The suit said Pitt charged between $18,000 and $42,000 in tuition for the spring 2020 semester and an average of about $12,000 for housing and dining plans for students who lived on-campus. Students also paid at least three mandatory fees, totaling about $370 per semester, which gave them access to student activities, health services, recreational facilities and sports activities, the suit said.
But as coronavirus spread to Pennsylvania, the university postponed the resumption of classes after the end of spring break and urged students to avoid coming back to on-campus housing if possible. Instruction was moved to an online-only format for the rest of the semester, even for classes in areas where in-person instruction and laboratory time is especially crucial, the lawsuit said.
The students' lawsuit argued that the online classes being offered for the rest of the semester were inferior, and not the quality in-person instruction that their tuition had paid for.
Classes were mostly presented as pre-recorded lectures, without questions or interactions between students and faculty. Without access to common labs and libraries the students were deprived of other crucial elements of learning their course materials, the lawsuit said.

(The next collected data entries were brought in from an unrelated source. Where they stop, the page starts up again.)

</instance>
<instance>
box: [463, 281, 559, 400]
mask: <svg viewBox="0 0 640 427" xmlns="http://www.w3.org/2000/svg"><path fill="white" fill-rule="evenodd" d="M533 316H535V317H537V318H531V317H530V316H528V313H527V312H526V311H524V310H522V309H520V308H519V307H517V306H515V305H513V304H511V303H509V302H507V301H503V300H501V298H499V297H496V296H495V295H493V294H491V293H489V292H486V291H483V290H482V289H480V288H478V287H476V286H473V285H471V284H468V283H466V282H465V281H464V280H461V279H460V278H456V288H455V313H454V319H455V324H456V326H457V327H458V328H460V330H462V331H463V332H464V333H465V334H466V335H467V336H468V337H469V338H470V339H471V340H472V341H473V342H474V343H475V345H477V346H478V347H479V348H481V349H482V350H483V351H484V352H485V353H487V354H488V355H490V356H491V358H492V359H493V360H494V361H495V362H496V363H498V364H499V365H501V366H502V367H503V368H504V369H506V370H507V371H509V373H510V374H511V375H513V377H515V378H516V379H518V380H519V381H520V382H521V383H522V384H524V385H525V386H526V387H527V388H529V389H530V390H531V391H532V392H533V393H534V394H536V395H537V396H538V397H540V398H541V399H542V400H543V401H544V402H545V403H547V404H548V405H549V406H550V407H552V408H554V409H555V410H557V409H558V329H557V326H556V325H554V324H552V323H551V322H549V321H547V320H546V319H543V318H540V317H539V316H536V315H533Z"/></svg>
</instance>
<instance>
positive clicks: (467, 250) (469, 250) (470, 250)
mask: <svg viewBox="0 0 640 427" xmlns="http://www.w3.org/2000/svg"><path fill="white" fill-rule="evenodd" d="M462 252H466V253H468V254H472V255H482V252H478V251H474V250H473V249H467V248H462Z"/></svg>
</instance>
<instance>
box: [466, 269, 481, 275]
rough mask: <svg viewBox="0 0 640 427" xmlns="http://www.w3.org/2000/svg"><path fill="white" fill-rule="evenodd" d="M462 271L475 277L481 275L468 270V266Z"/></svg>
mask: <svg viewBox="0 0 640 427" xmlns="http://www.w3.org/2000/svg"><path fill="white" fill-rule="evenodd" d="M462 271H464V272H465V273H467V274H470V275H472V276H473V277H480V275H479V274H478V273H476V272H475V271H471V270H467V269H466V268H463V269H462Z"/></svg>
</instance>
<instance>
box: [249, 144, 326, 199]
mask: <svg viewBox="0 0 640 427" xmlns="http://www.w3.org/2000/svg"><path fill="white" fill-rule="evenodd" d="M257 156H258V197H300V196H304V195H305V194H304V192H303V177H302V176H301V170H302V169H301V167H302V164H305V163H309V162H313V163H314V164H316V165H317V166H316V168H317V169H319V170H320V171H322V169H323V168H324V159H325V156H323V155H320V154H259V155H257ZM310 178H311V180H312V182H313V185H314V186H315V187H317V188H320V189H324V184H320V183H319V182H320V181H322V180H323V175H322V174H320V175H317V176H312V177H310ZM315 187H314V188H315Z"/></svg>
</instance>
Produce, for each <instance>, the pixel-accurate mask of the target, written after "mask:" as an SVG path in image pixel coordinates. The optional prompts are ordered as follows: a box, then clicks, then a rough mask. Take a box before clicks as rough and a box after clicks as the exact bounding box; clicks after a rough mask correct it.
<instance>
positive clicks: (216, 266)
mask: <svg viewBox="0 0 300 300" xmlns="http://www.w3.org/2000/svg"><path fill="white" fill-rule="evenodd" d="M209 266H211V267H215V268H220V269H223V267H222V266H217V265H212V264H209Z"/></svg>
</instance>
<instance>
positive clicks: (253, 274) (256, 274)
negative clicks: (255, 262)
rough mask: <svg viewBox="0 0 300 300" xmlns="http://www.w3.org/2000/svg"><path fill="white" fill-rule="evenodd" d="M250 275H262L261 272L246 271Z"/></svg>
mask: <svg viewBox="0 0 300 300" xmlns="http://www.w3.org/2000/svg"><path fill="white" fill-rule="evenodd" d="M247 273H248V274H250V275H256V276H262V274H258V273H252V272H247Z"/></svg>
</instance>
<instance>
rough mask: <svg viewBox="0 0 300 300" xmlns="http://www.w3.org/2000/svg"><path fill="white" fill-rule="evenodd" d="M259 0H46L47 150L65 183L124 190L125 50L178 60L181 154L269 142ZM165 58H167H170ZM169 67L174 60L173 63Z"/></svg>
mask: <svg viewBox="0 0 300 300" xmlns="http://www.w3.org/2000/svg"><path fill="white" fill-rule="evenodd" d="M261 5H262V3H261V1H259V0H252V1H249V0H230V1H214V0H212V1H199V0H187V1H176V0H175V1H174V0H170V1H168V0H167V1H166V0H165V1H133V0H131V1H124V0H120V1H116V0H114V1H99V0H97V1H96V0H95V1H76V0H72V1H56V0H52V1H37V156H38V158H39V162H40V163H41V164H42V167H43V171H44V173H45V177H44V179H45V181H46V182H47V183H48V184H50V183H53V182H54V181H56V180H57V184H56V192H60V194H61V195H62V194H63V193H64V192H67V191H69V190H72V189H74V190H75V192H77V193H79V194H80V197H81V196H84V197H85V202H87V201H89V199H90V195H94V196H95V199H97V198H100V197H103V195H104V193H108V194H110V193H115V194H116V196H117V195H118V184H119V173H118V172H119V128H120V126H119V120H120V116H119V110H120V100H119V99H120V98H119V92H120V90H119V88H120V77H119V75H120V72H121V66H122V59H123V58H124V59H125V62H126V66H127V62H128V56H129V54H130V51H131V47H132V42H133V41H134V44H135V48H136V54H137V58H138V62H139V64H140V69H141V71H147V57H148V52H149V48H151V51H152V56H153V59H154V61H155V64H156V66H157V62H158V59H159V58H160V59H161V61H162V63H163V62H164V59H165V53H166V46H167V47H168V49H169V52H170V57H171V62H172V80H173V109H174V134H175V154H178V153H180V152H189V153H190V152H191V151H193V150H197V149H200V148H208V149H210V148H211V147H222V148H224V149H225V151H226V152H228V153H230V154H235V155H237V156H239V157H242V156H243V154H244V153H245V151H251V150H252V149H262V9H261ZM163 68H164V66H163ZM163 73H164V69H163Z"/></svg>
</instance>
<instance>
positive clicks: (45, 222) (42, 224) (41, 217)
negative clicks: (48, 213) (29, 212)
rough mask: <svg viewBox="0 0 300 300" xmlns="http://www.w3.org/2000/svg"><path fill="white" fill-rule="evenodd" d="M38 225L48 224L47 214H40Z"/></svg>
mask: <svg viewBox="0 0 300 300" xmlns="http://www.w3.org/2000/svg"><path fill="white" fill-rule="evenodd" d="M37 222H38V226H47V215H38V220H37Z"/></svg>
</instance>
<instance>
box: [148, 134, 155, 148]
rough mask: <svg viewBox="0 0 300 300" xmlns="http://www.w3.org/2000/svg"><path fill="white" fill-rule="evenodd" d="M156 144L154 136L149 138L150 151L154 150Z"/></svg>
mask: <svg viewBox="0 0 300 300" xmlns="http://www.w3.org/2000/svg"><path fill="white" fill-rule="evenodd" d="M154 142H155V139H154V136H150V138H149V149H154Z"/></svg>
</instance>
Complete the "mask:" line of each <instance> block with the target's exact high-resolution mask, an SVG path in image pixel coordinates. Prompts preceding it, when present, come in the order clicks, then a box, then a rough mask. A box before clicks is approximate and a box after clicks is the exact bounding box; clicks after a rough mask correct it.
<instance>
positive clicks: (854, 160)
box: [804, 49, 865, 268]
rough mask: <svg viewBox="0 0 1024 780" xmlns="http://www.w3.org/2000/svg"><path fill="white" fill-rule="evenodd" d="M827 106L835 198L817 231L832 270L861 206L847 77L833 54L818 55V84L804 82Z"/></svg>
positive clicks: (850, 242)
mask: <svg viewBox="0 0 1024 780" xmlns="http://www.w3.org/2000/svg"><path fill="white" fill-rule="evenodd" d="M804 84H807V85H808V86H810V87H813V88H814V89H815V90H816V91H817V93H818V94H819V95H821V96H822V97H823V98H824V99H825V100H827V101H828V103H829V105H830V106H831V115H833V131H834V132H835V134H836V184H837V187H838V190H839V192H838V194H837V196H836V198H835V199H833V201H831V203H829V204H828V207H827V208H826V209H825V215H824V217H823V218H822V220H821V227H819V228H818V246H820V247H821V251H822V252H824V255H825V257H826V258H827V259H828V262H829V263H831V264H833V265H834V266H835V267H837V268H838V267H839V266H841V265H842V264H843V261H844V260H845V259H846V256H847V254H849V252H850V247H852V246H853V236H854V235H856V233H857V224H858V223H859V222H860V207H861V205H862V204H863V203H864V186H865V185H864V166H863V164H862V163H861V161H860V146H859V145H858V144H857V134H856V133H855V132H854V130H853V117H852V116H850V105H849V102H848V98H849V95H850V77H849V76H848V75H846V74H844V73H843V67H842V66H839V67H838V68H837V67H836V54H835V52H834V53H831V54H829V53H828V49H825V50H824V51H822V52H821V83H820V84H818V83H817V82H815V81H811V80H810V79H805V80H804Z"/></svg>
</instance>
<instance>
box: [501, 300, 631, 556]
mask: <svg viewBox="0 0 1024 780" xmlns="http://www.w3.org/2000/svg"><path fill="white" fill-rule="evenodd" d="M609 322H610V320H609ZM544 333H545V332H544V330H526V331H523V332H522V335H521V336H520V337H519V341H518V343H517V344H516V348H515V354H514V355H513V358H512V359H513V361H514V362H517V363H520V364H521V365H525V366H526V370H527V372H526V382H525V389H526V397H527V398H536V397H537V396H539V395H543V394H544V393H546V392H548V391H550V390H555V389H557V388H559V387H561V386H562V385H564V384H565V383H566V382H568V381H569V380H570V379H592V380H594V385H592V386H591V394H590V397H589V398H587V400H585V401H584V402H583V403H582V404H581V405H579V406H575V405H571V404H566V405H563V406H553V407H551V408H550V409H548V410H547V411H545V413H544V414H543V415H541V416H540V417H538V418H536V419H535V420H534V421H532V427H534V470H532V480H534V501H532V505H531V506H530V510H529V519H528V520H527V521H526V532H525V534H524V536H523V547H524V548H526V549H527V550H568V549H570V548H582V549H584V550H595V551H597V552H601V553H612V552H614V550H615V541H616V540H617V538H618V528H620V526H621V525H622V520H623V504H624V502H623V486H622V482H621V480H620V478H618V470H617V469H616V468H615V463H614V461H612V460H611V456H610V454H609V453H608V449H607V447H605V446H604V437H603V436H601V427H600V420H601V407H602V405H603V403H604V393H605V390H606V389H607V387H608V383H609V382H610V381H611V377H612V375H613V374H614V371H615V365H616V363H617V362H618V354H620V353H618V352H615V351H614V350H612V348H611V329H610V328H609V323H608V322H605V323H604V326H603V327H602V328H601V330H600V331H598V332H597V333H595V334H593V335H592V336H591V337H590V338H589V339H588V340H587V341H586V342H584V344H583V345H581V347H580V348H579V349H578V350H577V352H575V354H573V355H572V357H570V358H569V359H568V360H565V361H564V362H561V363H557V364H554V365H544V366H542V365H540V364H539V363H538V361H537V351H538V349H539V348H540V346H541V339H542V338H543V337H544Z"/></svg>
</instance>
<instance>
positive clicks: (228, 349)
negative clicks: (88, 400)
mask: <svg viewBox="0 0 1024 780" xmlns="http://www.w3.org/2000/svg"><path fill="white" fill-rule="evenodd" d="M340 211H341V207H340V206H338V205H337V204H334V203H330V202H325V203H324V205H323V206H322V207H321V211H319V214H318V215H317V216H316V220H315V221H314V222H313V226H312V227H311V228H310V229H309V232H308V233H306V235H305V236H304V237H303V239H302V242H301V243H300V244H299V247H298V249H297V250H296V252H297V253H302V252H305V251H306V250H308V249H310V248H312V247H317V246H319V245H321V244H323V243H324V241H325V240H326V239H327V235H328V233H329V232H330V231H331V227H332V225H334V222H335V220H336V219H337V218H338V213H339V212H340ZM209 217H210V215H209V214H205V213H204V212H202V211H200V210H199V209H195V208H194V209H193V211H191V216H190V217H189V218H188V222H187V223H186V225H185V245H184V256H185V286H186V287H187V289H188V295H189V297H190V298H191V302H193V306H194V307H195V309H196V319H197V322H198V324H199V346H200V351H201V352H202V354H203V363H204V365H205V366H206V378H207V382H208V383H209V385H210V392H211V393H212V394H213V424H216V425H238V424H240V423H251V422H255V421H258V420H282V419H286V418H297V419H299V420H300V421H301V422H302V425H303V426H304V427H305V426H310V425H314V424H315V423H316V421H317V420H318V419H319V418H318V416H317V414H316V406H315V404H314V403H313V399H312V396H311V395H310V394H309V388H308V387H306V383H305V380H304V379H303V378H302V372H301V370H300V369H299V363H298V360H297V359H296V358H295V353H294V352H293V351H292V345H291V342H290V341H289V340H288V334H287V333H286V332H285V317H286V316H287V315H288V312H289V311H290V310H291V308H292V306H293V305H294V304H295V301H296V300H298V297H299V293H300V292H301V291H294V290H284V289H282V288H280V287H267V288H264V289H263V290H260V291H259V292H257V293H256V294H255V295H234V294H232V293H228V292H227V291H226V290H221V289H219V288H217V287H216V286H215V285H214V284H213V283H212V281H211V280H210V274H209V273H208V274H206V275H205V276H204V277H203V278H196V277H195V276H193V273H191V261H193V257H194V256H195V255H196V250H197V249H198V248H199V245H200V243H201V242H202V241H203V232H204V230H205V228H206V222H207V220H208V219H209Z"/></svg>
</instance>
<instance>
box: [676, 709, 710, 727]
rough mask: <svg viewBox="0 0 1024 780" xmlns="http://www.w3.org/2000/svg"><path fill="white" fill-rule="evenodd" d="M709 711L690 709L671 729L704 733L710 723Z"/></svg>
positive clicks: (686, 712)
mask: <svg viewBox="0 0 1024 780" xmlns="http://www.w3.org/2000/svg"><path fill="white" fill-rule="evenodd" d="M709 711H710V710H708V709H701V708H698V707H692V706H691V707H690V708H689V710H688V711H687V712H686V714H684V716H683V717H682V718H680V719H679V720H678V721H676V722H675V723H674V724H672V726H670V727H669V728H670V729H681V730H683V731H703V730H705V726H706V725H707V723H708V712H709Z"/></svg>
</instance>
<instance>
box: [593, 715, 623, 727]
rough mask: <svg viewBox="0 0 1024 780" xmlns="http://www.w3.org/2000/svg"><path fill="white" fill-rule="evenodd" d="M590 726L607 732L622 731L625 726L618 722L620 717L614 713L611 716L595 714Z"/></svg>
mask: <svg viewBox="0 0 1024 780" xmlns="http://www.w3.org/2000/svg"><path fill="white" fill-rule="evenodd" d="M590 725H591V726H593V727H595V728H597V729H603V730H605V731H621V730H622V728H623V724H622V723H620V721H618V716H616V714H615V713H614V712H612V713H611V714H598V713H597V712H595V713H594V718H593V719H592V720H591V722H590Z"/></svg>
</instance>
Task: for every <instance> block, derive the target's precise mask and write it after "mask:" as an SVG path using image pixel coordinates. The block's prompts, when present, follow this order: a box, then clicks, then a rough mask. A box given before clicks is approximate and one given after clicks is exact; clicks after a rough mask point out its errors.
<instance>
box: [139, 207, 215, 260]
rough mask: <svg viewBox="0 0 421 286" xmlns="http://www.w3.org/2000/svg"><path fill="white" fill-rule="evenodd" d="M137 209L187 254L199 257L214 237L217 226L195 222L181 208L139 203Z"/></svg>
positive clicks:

"Access to facilities such as libraries, laboratories, computer labs, and study rooms are also integral to a college education," the complaint said. "Substantial and materials parts of the basis upon which the University of Pittsburgh can charge the tuition it charges are not being provided."
A similar lawsuit claiming that online classes were inferior had been filed against New Jersey's Seton Hall University May 5. Another suit claimed that the University of Southern California was "profiting" by not offering students refunds for tuition and fees, students in Florida's state university system sought a refund of their fees for canceled on-campus services, and other suits targeted Columbia and Cornell for the closures of the Ivy League schools.
Pitt stated that it would offer refunds of housing and meal costs on a prorated basis for students depending on when they moved off-campus. Students who stayed after April 3 would not get any refund, the suit said.
"There are also members of the class who were unable to leave the campus prior to April 4, 2020," the complaint said. "These members of the class should not be penalized by the university and are entitled to a pro-rata refund of housing and dining charges for the remaining days of the Spring 2020 semester after these students left."
Despite students paying for services with their various fees, the complaint said the student health center, sports and recreation facilities and sports and fitness programs were all shut down.
In what the suit called a "tacit acknowledgment" that it was improper to collect the fees without giving students the benefits they paid for, the university waived those fees for students enrolling in summer-term courses.
The students' breach-of-contract claim said that by accepting their money, the university had agreed to provide them with the benefits of an in-person, on-campus education.
The suit also said the university had been unjustly enriched by retaining the students' money and not providing the paid-for facilities and services.
"Despite a pandemic that forced a dramatic shift in operating status at Pitt, and in nearly every facet of society, our faculty and staff worked tirelessly and successfully to deliver a world-class education for our students this semester," university spokesperson Kevin Zwick told Law360 Tuesday. "We believe that our decisions regarding refunds were appropriate, and we intend to establish this moving forward."
Counsel for the students did not immediately respond to requests for comment Tuesday.
Hickey and Kirkpatrick are represented by Gary F. Lynch, Edward W. Ciolko and and Kelly K. Iverson of Carlson Lynch LLP, and Jeffrey A. Klafter and Seth R. Lesser of Klafter Olson & Lesser LLP.
Counsel information for the University of Pittsburgh was not immediately available.
The case is Hickey et al. v. University of Pittsburgh, case number 2:20-cv-00690, in the U.S. District Court for the Western District of Pennsylvania.